Jalazone was established in 1949 on 253 dunams of land, as a result of the Palestinian expulsion following the 1948 Arab-Israeli War. Like all official West Bank refugee camps, the United Nations Relief and Works Agency (UNRWA) had leased the land from Jordan. Most of the plots were state owned before the lease, while the remainder belonged to landowners from various nearby towns. After the Oslo Agreements between the Palestinian National Authority (PNA) and Israel, Jalazone's administrative affairs were transferred to the PNA while security matters remained under Israeli control. UNRWA also provides services to the camp.

==Demographics==
According to the Palestinian Central Bureau of Statistics (PCBS), Jalazone had a population of 8,201 inhabitants in 2017. The Office for the Coordination of Humanitarian Affairs (OCHA) estimated the total population to be 14,520 in 2007. The number of inhabitants before 1967 was 5,013. The gender ratio in 2007 was 51.3% male and 48.7% female. The average age of camp residents was 24.
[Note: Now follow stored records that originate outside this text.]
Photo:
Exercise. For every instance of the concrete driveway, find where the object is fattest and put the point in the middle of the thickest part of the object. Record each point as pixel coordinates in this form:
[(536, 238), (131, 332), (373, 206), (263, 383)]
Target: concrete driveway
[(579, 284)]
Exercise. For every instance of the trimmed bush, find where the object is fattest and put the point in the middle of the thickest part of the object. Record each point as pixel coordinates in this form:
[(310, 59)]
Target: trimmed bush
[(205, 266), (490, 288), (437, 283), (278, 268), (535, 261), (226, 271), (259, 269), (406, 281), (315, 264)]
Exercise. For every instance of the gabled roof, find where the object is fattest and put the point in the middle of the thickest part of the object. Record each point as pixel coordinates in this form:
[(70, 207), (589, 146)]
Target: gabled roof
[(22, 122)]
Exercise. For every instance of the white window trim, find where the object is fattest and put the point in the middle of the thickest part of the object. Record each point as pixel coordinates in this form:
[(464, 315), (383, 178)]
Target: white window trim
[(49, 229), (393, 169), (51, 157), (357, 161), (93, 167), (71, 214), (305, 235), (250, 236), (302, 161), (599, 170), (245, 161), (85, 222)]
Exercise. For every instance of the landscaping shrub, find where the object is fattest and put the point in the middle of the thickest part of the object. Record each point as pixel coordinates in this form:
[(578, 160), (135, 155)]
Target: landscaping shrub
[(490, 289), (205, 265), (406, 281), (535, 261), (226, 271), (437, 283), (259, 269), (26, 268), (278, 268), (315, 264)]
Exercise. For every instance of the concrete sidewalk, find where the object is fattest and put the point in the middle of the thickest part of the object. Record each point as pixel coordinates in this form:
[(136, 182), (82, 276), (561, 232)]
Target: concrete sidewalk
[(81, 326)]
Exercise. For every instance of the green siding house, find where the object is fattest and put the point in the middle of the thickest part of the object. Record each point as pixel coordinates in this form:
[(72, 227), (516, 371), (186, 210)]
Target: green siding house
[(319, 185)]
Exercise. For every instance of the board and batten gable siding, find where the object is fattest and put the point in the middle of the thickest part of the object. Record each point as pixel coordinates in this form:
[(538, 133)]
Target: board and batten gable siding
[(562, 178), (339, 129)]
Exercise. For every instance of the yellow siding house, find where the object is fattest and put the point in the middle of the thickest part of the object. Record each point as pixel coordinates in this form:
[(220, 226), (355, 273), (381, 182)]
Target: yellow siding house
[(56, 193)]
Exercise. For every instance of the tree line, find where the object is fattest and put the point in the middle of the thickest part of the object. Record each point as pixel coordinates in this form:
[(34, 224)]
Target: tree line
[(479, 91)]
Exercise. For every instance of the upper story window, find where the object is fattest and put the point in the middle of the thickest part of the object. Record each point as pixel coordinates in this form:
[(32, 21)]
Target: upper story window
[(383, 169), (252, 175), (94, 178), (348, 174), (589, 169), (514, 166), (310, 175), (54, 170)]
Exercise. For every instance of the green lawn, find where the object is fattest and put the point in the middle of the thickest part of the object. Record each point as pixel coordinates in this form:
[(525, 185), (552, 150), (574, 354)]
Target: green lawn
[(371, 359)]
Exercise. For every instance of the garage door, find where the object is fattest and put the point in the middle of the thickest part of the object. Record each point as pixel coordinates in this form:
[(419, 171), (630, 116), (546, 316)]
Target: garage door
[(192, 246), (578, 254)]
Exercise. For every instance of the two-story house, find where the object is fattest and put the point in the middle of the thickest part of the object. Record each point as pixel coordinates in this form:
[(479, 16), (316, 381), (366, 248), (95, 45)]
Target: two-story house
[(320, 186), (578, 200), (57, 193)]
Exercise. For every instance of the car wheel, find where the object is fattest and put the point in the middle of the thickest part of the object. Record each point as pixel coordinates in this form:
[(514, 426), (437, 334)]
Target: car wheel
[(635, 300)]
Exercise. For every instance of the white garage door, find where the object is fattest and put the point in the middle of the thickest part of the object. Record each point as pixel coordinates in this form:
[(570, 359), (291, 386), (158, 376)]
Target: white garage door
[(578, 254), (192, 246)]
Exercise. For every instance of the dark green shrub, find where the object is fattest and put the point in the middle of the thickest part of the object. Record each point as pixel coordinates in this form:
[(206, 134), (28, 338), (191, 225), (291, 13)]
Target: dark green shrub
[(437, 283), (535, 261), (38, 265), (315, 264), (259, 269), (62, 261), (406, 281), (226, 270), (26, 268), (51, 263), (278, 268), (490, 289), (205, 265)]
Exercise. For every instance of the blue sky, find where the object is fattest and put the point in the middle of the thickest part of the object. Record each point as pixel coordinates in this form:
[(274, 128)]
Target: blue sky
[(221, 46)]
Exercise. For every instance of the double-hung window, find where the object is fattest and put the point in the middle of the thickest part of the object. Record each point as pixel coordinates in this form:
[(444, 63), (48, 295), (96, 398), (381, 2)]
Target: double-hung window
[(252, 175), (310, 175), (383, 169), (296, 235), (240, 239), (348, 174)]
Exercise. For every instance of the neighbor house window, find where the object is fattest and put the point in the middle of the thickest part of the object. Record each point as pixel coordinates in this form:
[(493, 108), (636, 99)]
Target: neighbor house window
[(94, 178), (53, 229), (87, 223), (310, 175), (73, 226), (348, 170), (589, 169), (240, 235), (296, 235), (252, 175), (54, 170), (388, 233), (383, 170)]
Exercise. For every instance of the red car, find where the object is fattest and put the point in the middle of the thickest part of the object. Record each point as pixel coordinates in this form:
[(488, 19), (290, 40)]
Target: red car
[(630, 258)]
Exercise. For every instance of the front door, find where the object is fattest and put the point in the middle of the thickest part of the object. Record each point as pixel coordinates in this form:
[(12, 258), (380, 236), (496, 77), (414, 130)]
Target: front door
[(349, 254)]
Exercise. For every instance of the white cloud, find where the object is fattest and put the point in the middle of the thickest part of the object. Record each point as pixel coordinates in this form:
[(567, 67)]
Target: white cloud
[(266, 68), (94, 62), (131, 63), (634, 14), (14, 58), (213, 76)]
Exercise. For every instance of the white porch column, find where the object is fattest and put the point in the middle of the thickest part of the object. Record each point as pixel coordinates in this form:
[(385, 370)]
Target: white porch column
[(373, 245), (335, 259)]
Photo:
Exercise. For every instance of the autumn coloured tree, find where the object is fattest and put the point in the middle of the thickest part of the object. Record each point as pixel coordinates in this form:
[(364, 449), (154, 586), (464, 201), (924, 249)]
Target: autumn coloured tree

The majority of the refugees were from Lydda and many other Arab villages in central Palestine. The camp is largely maintained by the UNRWA with funding by Saudi Arabia. According to UNRWA archives in 2005, the majority of the families in the camp are descendants of refugees originally from Bayt Nabala (643 families) the neighboring town of Lydda (373 families). According to OCHA statistics, refugees in Jalazone hail from a total of 36 villages, most located in central Palestine, and mainly from Bayt Nabala, Annaba, al-Muzayri'a, Innaba, and al-Khayriyya. Others came from northern towns and villages, particularly Tiberias, Haifa, Sabbarin, Umm az-Zinat as well as al-Dawayima in the south near Hebron.